Marek Hlasko was the wunderkind of the Polish Spring of 1956 — a young writer (born in 1934), without much formal education who emerged to give voice to the darker side of the post-war Polish experience in the brief thaw following Khrushchev’s denunciation of Stalin. Hailed for his gritty work and just as quickly shunned by the literary apparatchiks, Hlasko, having been sent to Paris in 1957 to boost Poland’s literary reputation abroad, became an exile for the rest of his brief life; he died of a drug overdose in Germany in 1969. Among his other places of sojourn in his exile years, Hlasko spent a year or two in Israel, which he credits with saving his life. Killing the Second Dog (Drugie zabicie psa in Polish; published in 1965) is one of several fictions Hlasko wrote with an Israeli setting. This edition, from a new small press specializing in translations of foreign literature, is a reprint of a 1990 translation. New Vessel Press is to be commended for bringing Hlasko back to the attention of English speaking readers.
Killing the Second Dog is a grim and absurdist tale of two con men who make a living (barely) by swindling middle-aged, rich American women vacationing in Israel.
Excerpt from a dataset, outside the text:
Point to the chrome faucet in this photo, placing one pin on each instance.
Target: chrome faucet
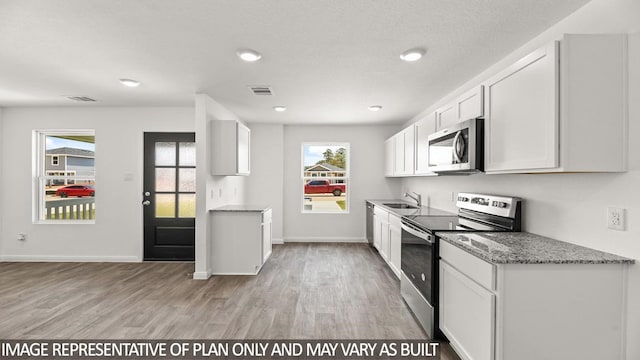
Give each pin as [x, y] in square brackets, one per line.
[417, 198]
The narrator is a going-to-seed hunk who lures the women on and eventually asks them for money to pay off creditors. His partner, the “brains” behind the operation, is a down-at-heels theater director. The two engage in terse dialogues about the nature of acting and the effects of language, giving the brief story a kind of philosophical heft. The raffish areas of early-1960s Tel Aviv, populated by a grotesque crew of drifters, hunchbacks, drunks, and drug addicts, provide a suitably noir setting.
Like the existential heroes of Sartre and Camus, or the Beat characters of Jack Kerouac’s fiction, Hlasko’s characters drift almost randomly in a meaningless world. Jacob, the narrator, seems incapable of human connection until his feelings for his latest prey almost seem to trip him up. In a moment of self-revelation, he yearns to strip away his mask to reveal a soul tormented by the horrific images of his childhood in war-ravaged Poland. But he pulls back from this moment of connection (and the connection he makes with his victim’s young son — a somewhat unbelievably drawn foul-mouthed child), and brings the sordid plot to its planned shocking conclusion (involving the titular dog).
On its own, Killing the Second Dog may not be in the same league as Camus’s The Stranger, to which it has some superficial parallels. But it speaks to the existential drift of a generation lacerated by the twin horrors of total war and totalitarian domination.